I love weekends right now. Friday night is time for the weekly dose of Avonex. This is my 'disease modifying drug' that I take for my MS.

The selling point is that it gives you 33% less relapses or the relapses you do have are 33% less severe. Of course, there is no way of testing this without stopping taking it.

A few years back my Neuro decided that it wasn't strong enough and I should take Betaferon instead. Betaferon is taken every other day subcutaneously (which means a smaller needle) unfortunately my skin was extremely intolerant to this so back to Avonex it was. Avonex is given intramuscularly so I don't get the same skin reactions; sadly the needles is about 150% longer and it usually hurts quite a bit - sometime it bleeds too and I end up with a lovely bruise for a week. Lucky it is on my thigh and I no longer wear skirts that short! DMDs are famous for their flu-like side effects. I distinctly remember the first time I took Avonex. It was the same night as BBC's Children in Need, which I don't normally watch. I remember on this occasion lying in bed aching and shivering and feeling generally rotten and dosing on paracetamol as often as the box would permit. Happily I've never had it that bad again, and I think that the every other day Betaferon helped build an immunity. I still have occasional bad nights but they are rare.

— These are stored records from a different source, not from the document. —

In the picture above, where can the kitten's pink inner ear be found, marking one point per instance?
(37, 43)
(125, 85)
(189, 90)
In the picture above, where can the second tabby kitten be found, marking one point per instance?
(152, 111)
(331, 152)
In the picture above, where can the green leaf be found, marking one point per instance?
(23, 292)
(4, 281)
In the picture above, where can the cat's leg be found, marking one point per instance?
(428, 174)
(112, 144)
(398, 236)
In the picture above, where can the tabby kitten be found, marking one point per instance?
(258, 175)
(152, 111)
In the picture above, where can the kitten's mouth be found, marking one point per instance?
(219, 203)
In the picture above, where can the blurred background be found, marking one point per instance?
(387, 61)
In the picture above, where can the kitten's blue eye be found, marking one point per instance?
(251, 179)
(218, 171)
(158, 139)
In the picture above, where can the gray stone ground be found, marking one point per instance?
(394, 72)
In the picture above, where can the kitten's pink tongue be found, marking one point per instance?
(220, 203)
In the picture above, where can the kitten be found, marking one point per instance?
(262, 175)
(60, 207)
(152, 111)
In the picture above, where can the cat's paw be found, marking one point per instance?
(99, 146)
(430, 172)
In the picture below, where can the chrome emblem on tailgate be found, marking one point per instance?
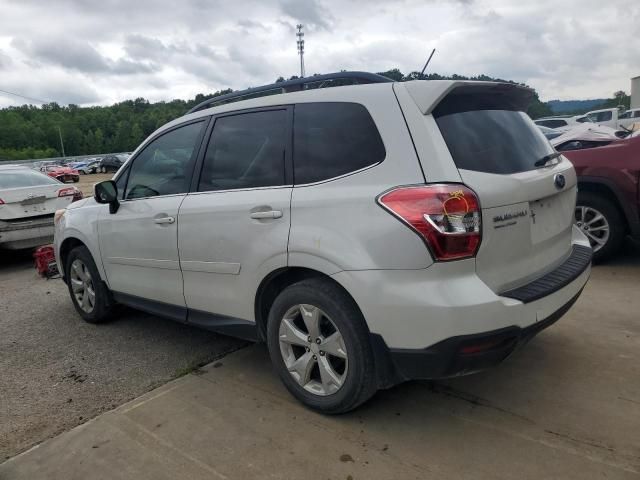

Right now the evenings aren't the only problem. My MS Nurse suggested a five day course of steroids were in order. Those are the blue tablets on the left. They taste vile. The only thing that helps is Robinsons Fruit and Barley Peach flavour, strangely it must be peach. They should put that in the advisory leaflet. Fail in this and the horrid taste will hang around all day no matter what you eat and drink. The yellow tablet is Omeprazole which protects your stomach from any effects of the steriods - a fifteen day tapering course they'd add Calcium as well. The little white tablet is anti-histamine which I take for random pruritus (that's the medical term for itching) - they also help my hayfever in the summer.

Not shown here is the night-time tablet Clonazepam which is a muscle relaxant and cures my legs of stiffness and crampiness - bonus side effect it sends me to sleep.

So that's me - a chemical compound. No wonder I don't feel quite myself... hopefully soime will start doing some good soon!